LE DONNE VANNO ARMATE

DI ANTONELLO TOMANELLI

ANTONELLO TOMANELLI

La morte di Marisa Leo, ammazzata a Marsala dal suo ex a fucilate, è la chiara, ennesima dimostrazione che quanto fatto finora non ha prodotto il benché minimo risultato.

La media di 120 femminicidi l’anno continua a mantenersi con inquietante costanza, né sembra volere in qualche modo scendere. Una parte seppur minoritaria di donne vive in trincea con la consapevolezza che nessuno può coprirle le spalle. E per le statistiche, tra non più di tre giorni toccherà alla prossima.

Si invocano pene esemplari, nella illusione che la minaccia di un ergastolo assicurato possa far desistere qualcuno che gira a piede libero dallo scaricare quel viscerale e patologico odio verso chi considera il suo peggior nemico.

Baggianate. Niente può fermare il femminicida, che alla futura galera non ci pensa nemmeno a mente fredda, figuriamoci in quei momenti. E poi, il «fine pena mai» non esiste. Qui non si butta via la chiave. Non siamo negli USA.

L’unica arma efficace a disposizione è la prevenzione. Chissà, forse istituendo in ogni provincia un nutrito gruppo di agenti, addetti a convincere quegli scocomerati di turno che hanno fatto scattare l’allarme rosso, ad occuparsi esclusivamente della propria salute mentale, potrebbe portare a qualche risultato. Ma costerebbe, tra personale e mezzi adeguati, forse un miliardo di Euro l’anno. E con tutte le garanzie costituzionali che assistono chi gira a piede libero, le azioni consentite si rivelerebbero, alla fine, poco incisive.

L’unica soluzione è armare quelle donne che, per comportamenti pregressi, versano in una obiettiva situazione di pericolo.
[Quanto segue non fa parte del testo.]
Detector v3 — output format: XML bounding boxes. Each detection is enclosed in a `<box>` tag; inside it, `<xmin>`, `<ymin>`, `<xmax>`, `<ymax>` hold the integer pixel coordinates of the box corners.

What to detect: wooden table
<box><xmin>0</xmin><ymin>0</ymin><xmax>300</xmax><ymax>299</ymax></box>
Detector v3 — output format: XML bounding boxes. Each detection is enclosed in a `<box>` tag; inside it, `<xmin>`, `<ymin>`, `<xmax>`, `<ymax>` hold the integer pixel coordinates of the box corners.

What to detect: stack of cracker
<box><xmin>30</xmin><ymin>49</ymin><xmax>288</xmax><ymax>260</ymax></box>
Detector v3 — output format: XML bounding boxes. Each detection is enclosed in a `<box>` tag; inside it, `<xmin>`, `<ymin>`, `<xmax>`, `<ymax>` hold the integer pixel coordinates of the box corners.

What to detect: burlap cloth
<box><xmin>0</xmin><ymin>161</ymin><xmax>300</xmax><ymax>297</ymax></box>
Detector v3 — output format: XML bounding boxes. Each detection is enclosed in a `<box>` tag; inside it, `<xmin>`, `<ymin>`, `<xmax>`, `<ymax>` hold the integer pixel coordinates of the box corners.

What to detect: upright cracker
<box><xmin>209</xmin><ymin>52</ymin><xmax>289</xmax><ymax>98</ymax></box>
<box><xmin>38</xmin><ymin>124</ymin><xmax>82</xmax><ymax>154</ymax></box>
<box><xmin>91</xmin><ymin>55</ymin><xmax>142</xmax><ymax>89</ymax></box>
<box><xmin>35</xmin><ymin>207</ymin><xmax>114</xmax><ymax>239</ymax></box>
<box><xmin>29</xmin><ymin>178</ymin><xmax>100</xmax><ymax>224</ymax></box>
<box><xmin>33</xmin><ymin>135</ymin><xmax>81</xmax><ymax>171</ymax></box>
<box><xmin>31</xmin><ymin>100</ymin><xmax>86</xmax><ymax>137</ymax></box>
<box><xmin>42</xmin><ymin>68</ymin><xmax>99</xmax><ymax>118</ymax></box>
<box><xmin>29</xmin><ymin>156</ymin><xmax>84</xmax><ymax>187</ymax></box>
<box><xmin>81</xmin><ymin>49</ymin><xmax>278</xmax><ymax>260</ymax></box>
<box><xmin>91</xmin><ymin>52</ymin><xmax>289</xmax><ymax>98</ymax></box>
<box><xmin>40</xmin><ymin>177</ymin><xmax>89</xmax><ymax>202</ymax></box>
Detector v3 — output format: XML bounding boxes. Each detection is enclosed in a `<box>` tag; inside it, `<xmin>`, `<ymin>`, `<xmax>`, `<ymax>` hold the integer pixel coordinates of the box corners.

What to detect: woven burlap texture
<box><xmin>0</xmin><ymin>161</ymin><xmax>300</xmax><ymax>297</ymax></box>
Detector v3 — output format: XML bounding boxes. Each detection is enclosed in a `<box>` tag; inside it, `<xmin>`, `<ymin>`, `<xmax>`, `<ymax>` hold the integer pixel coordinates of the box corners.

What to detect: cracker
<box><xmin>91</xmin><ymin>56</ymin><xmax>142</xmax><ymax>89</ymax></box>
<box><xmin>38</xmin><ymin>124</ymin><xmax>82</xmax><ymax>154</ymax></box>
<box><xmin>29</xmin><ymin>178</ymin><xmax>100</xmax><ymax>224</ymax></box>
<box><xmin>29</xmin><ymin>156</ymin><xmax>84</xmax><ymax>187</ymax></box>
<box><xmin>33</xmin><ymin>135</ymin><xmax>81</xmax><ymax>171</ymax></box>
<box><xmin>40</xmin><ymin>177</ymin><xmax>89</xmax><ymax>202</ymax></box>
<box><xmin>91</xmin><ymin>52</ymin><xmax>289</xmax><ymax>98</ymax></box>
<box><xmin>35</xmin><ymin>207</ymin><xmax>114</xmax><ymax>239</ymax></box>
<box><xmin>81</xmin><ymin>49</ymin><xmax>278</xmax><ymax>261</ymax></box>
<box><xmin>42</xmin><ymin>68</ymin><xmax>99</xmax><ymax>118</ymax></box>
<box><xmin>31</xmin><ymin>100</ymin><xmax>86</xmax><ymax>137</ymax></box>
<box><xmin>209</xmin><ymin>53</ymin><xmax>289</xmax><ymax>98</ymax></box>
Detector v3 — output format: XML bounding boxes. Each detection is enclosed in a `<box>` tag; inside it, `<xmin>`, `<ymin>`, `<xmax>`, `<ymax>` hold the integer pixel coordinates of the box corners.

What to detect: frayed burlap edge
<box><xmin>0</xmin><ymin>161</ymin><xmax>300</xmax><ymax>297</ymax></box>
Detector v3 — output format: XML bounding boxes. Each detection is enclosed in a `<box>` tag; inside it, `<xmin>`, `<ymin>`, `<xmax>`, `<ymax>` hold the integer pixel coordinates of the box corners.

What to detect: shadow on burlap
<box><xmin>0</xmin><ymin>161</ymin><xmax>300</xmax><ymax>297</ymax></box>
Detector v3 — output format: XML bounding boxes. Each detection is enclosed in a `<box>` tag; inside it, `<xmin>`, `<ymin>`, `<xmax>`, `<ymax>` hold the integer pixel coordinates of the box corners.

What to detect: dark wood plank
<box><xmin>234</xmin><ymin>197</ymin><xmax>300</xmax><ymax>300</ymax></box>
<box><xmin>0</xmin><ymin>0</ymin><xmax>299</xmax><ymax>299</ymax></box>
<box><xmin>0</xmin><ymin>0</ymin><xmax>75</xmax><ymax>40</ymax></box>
La Costituzione non pone ostacoli, se non quando garantisce all’art. 17 «il diritto di riunirsi pacificamente e senz’armi». Quindi, nulla potrebbe impedire a una legge ordinaria di consentire a una donna, beninteso che versi in una comprovata situazione di pericolo, di portare un’arma.

Non sarebbe comunque molto diverso da oggi. Il porto d’armi per difesa personale, che è cosa ben diversa dal nulla osta per la mera detenzione (concesso su richiesta di chiunque non abbia tare mentali o precedenti penali), è una licenza molto difficile da ottenere. Bisogna innanzitutto dimostrare di saper sparare. Poi, la necessità di difendersi, che può riguardare sia l’addetto al trasporto di preziosi, sia il gioielliere, o il classico riccone che rischia di essere rapito.

Se dunque il porto d’armi può essere concesso a chi rischia di essere colpito nel proprio patrimonio, a maggior ragione deve poter essere concesso per garantire l’incolumità fisica della donna già sottoposta a minacce da parte dell’ex.

In più, lo Stato dovrebbe garantire, a proprie spese, un addestramento periodico all’uso delle armi da parte delle donne attenzionate, oltre a fornire l’arma di difesa, gratuitamente per le donne a basso ISEE.

Ciò che spinge l’uomo ad uccidere è la consapevolezza della donna come creatura del tutto indifesa. Quale uomo si avvicinerebbe alla propria ex sapendo che nella borsa tiene qualcosa come una 357 Magnum, che per giunta sa usare meglio di lui?

Per il femminicida l’alternativa sarebbe assoldare un cecchino che le spari dai tetti. Ma dove lo trova un cecchino del genere? E se lo trova, quanto gli costerebbe?

E poi, non sottovalutiamo il sex appeal di una donna armata.